PÓS-JOGO: HOOLIGANISMO, O FENÔMENO MUNDIAL DA VIOLÊNCIA ENTRE TORCIDAS
A violência entre torcidas é uma tendência mundial, pois a encontramos em diversos países como, por exemplo, Argentina, Alemanha,
Espanha, Inglaterra, Itália, Uruguai, dentre outros. Portanto, o fenômeno mundial das brigas entre torcidas torna-se conhecido como hooliganismo.
Hooligans são indivíduos pertencentes a gangues com tendências políticas neonazistas, além de possuírem comportamentos extremamente destrutivos e hostis para com outros torcedores. É importante ressaltar que quanto maior for a hostilidade, mais difícil será de evitar a batalha entre as torcidas. É a satisfação do ódio que percorre o sangue derramado entre os punhos e corpos repletos de hematomas. Em muitas ocasiões, ocorrem sentimentos coletivos e recíprocos que proporcionam aos hooligans se aproximarem dos efeitos transgressores e primitivos.
As brigas entre Hooligans não acontecem de maneira individual e isolada, tendo como requisito a formação dos grupos massificados. Fato que não difere dos demais países no “mundo da bola”.
Ao permanecer ao grupo, o hooligan sente-se acolhido e isso lhe induz uma suposta invencibilidade. O que pode remeter ao estado de prazer. Em outro momento, esse estado de invencibilidade torna-se ameaçado, quando deparado com uma torcida adversária. Ser um Hooligan é falar apenas uma língua: a da violência; é ser mais um na fraternidade mítica das “torcidas”. Nessa mesma linha, encontramos as tatuagens incorporadas como totem como uma extensão corporal dos “objetos bons” de seus times, muitas vezes representados por suas insígnias num corpo que não consegue mais ser individualizado, delimitado e respeitado, necessitando o tempo todo de ser notado e ter um suposto espaço na família.
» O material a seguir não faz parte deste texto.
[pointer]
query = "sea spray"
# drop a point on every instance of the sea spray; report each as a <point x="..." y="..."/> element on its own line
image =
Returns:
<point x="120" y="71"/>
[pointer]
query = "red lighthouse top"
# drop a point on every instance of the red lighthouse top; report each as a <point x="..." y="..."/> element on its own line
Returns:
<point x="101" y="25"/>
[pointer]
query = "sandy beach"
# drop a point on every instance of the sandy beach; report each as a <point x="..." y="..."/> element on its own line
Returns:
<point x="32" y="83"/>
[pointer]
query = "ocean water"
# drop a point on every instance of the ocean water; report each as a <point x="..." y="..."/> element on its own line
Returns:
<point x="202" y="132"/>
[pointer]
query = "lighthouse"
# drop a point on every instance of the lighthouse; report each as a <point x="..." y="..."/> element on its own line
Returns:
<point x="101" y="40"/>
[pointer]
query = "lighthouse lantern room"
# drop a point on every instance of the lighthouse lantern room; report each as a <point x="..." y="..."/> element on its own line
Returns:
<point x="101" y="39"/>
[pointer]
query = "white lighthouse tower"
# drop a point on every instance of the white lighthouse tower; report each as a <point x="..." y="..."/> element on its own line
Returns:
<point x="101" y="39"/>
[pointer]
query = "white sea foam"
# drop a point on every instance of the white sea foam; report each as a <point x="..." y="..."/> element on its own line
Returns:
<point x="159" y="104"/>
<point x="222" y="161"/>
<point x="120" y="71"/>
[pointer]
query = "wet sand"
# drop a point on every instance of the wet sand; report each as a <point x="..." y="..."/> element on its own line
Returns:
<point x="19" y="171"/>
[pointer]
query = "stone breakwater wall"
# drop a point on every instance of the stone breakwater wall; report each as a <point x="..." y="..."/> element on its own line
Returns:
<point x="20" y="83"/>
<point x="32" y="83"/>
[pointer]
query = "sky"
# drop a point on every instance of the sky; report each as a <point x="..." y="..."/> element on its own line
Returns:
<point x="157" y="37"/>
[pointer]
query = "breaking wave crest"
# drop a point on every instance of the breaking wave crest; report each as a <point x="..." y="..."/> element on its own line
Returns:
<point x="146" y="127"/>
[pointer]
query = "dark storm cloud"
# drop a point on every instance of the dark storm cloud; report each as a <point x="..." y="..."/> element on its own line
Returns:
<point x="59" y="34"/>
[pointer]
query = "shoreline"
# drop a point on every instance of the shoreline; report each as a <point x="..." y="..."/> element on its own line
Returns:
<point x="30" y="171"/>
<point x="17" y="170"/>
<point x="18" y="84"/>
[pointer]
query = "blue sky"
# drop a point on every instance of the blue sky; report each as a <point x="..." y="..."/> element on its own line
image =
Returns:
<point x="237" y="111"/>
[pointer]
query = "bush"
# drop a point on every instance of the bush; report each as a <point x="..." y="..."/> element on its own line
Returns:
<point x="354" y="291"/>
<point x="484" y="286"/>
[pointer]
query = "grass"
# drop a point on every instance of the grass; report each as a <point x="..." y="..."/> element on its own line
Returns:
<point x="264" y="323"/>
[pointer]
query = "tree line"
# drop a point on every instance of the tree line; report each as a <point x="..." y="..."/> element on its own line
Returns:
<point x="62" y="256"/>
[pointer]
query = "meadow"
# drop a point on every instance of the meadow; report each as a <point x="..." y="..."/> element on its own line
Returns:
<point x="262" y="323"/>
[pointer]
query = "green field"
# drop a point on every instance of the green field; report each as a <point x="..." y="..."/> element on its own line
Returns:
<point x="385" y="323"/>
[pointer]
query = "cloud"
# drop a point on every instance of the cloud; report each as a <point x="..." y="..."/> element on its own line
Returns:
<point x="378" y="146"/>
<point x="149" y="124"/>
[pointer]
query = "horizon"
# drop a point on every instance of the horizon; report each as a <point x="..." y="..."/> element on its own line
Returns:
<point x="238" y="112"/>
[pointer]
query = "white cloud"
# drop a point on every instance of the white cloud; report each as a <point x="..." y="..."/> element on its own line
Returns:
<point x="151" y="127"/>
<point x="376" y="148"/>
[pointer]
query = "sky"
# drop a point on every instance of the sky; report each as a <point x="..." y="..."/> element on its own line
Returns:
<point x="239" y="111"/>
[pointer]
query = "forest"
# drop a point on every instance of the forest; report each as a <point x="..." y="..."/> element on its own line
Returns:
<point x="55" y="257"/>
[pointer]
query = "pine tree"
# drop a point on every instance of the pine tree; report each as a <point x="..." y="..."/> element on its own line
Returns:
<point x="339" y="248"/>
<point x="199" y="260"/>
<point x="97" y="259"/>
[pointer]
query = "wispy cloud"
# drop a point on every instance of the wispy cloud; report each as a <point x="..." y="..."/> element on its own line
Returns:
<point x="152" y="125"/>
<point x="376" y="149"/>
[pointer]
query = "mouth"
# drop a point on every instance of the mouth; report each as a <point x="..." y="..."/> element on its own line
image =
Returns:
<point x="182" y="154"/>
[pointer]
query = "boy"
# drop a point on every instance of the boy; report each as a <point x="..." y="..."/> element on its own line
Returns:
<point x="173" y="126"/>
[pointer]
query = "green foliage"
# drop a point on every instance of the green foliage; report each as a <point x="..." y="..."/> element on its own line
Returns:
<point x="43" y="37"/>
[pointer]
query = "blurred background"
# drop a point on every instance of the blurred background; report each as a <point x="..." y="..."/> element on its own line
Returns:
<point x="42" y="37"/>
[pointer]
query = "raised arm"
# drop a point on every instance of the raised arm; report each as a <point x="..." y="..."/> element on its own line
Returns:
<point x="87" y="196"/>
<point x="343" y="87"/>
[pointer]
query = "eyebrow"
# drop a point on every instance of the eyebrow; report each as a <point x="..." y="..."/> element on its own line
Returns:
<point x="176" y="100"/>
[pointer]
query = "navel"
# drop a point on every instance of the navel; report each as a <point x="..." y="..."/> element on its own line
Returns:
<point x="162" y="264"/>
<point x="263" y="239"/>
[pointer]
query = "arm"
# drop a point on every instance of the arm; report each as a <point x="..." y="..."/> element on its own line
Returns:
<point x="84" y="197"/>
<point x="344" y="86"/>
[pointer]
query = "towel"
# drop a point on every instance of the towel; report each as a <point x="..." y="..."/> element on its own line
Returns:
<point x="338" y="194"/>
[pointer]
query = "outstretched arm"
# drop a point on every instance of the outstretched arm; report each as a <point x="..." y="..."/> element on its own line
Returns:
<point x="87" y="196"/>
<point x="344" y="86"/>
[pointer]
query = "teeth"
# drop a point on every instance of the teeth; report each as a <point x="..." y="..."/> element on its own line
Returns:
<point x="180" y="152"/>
O conflito entre as torcidas não pode ser cessado instantaneamente, pois os sentimentos de rivalidade se equiparam e precedem a existência humana. Descreve Freud em (1913) que quando um indivíduo tenta acessar seu inconsciente dentro do grupo por meio de um desejo reprimido, irá provocar a ação coletiva no grupo que pertence sendo uma espécie de bomba relógio para os demais também acessarem seus desejos reprimidos e liberá-los de maneiras agressivas e violentas para com os outros. Podemos dizer que o inconsciente do Hooligan age instintivamente devido à popularidade que a violência lhe propõe a cada episódio de violência, fortalecendo assim o ego fragilizado em algum momento de sua vida.
Diante da última citação qual será a saída inicial? Ainda temos muito que fazer em prol das torcidas de modo geral, mas para isso será necessário investimento afetivo e social para com a sociedade, quem está disposto a treinar este time?
Referências Bibliográficas
- CABALLI FILHO, Ulisses. A Formação do Sujeito: o Nascimento dos Torcedores. Parte I. RevInter Revista Intertox de Toxicologia, Risco Ambiental e Sociedade, v. 4, n. 3, p. 267-273, out. 2011.
.O Complexo de Édipo a Primeira Rivalidade dos Torcedores – Parte II. RevInter Revista Intertox de Toxicologia, Risco Ambiental e Sociedade, v. 5, n. 1, p. 154-161, fev. 2012. - FREUD, Sigmund. Totem e Tabu. Totem e Tabu, Contribuições à História do Movimento Psicanalítico e outros textos. Vol. (1912-1914) Obras Completas.
. Psicologia de Grupo e Análise do Ego. Além do Principio do Prazer, Psicologia de Grupo e outros trabalhos Vol. XXIII (1920-1922) Obras Completas. - KLEIN, Melanie & RIVIERE, Joan. Amor, Ódio e Reparação. 2ª Ed. Rio de Janeiro, Imago, 1975.
- LAPLANCHE, Jean. & PONTALIS, Jean Bertrand, Vocabulário da Psicanálise, São Paulo, Martins Fontes, 2004.
www.revistalancenet.com.br acessada em 15/05/2012.